A two-compartment PK-PD model, based on ref. 12, was reconstructed in the SimBiology package in MATLAB (MathWorks). The central and peripheral compartments in the model were built to represent the plasma and myeloid cell, respectively. All parameters, including absorption, absorption time lag, duration of absorption, urinary elimination, central elimination and transfer between compartments, were taken from ref. 12. The fraction of colchicine-bound tubulin was calculated from the following equations (1)–(3) (variables described in Extended Data Fig. 5):

$$f = \left[ {{\mathrm{Colc}_{\mathrm{Myeloid}}}} \right] /\left[ {{\mathrm{Tubulin}_{\mathrm{Myeloid}}}} \right]$$
$$\begin{array}{lll}{\mathrm{d}}\left[ {{\mathrm{Colc}_{\mathrm{Plasma}}}} \right]/{\mathrm{d}}t & = & ka_{{\mathrm{Plasma}}}-(k_{12} + k_{{\mathrm{Urine}}} + k_{{\mathrm{Clearance}}})\\ & & \times \left[ {{\mathrm{Colc}_{\mathrm{Plasma}}}} \right] + k_{21} \times \left[ {{\mathrm{Colc}_{\mathrm{Myeloid}}}} \right]\end{array}$$
$${\mathrm{d}}\left[ {{\mathrm{Colc}_{\mathrm{Myeloid}}}} \right]/{\mathrm{d}}t = k_{12} \times \left[ {{\mathrm{Colc}_{\mathrm{Plasma}}}} \right]-k_{21} \times \left[ {{\mathrm{Colc}_{\mathrm{Myeloid}}}} \right]$$

To simulate concentration of unbound colchicine across the plasma membrane, kaPlasma was increased by a factor of 10 or 100, respectively. All simulations were performed in SimBiology, and results were exported for post-processing in Prism v.7 (GraphPad).

Image quantification

Quantification of microtubule intensity was done using CellProfiler 3.1.8 (The Broad Institute).

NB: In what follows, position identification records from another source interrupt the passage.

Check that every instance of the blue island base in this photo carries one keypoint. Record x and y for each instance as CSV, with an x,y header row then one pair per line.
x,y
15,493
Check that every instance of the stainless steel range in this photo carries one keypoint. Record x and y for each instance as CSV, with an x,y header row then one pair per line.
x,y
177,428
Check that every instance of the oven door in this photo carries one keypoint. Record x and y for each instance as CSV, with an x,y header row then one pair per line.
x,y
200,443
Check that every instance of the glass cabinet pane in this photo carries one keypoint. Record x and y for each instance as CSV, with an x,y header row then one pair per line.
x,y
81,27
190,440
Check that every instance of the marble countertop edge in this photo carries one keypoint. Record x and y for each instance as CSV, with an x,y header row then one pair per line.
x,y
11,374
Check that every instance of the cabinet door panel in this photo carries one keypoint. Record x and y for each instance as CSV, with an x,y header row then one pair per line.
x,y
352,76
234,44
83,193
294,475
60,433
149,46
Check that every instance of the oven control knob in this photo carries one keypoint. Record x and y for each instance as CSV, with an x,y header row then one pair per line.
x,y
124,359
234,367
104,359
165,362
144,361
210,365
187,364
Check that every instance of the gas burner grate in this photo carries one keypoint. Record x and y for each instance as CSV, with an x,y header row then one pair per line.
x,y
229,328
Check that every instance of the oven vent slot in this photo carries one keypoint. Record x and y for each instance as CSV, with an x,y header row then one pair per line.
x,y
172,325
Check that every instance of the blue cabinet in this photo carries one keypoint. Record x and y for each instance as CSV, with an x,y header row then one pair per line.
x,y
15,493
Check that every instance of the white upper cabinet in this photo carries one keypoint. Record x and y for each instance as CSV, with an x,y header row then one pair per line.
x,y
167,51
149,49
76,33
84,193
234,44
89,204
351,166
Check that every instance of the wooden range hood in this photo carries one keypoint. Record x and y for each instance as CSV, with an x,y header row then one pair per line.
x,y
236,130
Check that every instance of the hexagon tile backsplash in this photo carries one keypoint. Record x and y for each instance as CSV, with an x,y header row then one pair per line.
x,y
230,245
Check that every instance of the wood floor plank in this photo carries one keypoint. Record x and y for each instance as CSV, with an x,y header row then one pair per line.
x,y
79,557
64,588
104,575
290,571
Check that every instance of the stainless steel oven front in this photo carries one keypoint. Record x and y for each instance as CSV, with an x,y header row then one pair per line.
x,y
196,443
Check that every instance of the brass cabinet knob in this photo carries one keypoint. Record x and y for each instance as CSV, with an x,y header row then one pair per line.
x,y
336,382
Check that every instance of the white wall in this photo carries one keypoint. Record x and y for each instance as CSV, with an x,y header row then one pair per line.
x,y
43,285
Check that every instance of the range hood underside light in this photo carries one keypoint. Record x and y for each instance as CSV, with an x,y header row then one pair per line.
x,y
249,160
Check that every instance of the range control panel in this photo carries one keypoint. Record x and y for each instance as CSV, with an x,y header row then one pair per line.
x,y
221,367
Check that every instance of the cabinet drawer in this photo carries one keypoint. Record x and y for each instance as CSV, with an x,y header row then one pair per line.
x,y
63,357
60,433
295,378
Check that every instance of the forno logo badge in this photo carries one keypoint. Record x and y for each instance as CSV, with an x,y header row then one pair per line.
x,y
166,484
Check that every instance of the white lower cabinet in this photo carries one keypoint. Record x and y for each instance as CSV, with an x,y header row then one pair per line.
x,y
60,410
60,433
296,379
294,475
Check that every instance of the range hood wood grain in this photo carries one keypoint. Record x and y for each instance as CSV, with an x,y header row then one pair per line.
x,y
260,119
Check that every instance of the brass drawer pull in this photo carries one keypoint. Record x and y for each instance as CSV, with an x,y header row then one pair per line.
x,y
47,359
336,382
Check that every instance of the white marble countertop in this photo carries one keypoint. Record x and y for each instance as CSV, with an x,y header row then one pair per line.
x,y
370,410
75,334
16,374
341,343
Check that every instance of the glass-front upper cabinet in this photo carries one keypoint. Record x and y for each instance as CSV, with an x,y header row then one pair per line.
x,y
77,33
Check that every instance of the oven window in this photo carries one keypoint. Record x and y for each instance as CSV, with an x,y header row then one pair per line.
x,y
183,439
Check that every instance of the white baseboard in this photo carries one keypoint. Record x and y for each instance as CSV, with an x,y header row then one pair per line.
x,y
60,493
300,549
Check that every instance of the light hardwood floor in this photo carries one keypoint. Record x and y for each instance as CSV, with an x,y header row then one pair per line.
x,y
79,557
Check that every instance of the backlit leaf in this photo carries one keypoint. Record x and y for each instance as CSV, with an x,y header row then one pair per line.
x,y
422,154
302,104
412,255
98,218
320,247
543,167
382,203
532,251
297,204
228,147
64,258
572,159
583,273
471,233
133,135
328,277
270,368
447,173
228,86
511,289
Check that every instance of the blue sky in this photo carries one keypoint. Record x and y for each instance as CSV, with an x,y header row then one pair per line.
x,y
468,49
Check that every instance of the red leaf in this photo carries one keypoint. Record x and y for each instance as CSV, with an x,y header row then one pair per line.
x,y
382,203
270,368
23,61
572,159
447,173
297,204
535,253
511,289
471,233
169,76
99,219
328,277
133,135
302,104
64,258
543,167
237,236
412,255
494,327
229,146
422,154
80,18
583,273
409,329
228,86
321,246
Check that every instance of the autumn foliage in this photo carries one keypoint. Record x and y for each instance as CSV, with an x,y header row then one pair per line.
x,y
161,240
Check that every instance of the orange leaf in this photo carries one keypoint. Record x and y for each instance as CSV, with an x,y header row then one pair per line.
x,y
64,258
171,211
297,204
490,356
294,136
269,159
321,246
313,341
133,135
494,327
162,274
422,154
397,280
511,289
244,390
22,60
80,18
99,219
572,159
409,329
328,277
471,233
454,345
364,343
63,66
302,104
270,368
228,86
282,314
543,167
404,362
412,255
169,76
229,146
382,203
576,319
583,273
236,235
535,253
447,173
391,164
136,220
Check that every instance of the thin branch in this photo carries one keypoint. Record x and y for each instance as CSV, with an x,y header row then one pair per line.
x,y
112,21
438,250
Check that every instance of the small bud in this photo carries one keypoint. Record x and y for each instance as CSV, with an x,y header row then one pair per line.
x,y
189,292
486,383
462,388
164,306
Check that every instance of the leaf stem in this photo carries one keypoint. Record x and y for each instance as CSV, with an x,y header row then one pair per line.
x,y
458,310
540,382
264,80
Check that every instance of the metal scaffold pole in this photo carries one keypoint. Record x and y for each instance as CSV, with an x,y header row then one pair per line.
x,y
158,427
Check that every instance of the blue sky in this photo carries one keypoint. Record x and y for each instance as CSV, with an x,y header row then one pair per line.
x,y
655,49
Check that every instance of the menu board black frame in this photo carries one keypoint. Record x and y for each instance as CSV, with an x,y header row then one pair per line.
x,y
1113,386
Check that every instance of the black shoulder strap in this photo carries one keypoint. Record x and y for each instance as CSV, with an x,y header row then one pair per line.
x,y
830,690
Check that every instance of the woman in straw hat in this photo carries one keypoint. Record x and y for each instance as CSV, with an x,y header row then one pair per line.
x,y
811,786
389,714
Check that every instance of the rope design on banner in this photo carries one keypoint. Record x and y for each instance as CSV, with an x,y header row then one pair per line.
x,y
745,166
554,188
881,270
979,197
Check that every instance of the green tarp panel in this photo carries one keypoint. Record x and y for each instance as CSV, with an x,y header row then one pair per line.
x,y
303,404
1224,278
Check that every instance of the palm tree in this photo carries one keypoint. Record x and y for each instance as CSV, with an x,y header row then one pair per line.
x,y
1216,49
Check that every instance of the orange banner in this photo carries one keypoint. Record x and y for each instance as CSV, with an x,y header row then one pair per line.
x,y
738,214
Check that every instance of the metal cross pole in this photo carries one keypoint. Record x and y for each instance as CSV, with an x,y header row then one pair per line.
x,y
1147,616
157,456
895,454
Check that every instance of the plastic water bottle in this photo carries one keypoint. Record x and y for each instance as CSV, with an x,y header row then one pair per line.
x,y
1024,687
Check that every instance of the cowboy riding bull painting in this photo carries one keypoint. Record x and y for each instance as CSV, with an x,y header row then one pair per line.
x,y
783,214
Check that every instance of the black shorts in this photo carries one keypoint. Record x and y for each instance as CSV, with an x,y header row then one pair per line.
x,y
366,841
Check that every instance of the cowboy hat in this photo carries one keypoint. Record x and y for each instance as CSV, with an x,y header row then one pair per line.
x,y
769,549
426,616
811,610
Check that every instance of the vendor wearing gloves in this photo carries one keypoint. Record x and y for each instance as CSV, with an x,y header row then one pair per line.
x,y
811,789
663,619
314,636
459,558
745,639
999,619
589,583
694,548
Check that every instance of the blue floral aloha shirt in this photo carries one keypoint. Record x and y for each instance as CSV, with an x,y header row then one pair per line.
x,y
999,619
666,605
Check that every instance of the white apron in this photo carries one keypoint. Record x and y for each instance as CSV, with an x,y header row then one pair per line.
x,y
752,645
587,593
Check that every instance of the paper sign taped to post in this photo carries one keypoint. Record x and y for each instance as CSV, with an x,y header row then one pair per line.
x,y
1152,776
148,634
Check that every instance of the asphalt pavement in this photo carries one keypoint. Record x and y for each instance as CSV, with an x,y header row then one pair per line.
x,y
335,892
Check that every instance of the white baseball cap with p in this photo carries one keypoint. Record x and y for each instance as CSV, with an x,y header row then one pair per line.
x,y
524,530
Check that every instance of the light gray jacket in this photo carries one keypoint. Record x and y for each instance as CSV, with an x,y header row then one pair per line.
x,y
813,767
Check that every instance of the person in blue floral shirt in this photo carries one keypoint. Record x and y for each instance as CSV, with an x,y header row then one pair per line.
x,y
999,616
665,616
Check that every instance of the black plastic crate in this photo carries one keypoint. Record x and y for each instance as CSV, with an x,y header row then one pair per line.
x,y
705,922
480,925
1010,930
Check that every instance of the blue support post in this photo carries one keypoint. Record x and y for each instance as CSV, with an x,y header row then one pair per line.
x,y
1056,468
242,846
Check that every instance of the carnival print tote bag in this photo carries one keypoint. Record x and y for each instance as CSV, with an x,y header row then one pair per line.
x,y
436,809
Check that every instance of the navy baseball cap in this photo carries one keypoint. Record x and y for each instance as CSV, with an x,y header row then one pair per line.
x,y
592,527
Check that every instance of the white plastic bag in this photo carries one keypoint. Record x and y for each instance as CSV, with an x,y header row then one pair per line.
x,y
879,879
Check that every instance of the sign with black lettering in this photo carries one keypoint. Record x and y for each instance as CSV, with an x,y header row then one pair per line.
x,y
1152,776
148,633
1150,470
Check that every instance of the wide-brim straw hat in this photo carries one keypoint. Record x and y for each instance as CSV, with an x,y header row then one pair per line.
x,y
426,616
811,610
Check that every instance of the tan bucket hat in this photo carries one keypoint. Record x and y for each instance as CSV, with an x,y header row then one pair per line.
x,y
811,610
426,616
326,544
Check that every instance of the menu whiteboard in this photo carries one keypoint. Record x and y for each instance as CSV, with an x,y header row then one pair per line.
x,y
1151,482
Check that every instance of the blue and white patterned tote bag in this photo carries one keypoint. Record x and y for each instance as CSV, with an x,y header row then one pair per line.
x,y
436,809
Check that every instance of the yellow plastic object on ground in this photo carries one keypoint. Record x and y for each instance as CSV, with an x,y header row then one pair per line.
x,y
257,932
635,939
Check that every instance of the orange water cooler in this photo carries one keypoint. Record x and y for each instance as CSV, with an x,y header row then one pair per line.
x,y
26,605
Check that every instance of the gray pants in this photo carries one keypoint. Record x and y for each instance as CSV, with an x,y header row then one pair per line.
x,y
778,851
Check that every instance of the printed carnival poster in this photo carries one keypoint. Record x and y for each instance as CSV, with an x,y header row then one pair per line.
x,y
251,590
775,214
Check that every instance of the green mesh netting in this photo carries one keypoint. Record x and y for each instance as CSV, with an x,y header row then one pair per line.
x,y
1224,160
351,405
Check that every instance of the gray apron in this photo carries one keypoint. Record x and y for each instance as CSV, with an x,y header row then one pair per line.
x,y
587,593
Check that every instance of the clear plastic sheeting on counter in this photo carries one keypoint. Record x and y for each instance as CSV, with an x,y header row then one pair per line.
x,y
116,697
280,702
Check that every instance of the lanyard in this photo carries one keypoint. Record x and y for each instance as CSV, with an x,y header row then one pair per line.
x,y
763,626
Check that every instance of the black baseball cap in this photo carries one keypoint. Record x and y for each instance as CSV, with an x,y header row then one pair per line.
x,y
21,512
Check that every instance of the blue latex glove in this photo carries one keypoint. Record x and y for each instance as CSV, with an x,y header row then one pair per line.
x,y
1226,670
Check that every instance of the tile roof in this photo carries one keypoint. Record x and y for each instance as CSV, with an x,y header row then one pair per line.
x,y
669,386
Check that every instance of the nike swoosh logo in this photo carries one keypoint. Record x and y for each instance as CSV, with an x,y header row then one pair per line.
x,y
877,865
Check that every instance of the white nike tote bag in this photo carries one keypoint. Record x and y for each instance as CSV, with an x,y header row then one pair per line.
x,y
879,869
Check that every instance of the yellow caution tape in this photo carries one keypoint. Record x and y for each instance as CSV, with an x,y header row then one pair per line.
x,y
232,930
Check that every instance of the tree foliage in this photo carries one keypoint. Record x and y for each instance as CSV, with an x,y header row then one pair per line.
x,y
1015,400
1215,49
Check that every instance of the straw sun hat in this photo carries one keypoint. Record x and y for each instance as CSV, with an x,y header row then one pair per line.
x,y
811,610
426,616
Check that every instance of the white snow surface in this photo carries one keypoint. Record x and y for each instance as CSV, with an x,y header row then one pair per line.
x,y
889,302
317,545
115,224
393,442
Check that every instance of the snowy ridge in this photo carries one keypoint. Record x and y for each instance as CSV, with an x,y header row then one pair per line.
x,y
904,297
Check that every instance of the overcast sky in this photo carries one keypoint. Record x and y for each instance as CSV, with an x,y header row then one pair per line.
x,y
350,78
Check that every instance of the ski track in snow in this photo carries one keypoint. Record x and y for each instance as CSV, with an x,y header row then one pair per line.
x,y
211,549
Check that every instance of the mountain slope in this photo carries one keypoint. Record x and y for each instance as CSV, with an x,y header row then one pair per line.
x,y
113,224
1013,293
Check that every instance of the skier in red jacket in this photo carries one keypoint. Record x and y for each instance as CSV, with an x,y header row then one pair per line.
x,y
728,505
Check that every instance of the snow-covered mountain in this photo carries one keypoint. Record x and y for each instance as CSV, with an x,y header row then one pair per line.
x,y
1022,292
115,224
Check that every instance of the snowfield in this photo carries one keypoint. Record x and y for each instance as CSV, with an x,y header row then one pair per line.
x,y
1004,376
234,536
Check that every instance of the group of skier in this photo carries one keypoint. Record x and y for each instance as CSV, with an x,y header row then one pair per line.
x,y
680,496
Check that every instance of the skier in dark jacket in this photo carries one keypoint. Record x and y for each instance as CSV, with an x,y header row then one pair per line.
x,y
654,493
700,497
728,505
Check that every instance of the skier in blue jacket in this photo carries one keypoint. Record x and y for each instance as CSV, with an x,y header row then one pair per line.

For hepatocytes, the nuclei were first segmented using the HNF4 stain. Hepatic cytoplasmic areas were then determined by expansion of a bubble outside the nucleus and subtraction of the nuclear area. Microtubule intensities were then calculated in this area. Kupffer cells were segmented using the F4/80 stain, and microtubule intensity in each cellular area was then calculated. The minimum cross-entropy method was used for cell segmentations, along with diameter constraints to exclude objects that were too small. All data, at single-cell level, were then exported to MATLAB (MathWorks) and Prism 7 (GraphPad) for post-processing. For quantification of SQSTM1/p62 puncta, images were first smoothened with a Gaussian filter in CellProfiler and puncta were then segmented using the minimum cross-entropy method. The total number of puncta, as well as the intensity values of individual puncta, were then calculated and exported for post-processing.

Data analysis

Quantification results were analysed in Excel software (Microsoft) and post-processed in Prism v.7 (GraphPad). All results are shown as mean ± s.d., and two-sided Student’s t-tests were used for statistical analysis.

Reporting Summary

Further information on research design is available in the Nature Research Reporting Summary linked to this article.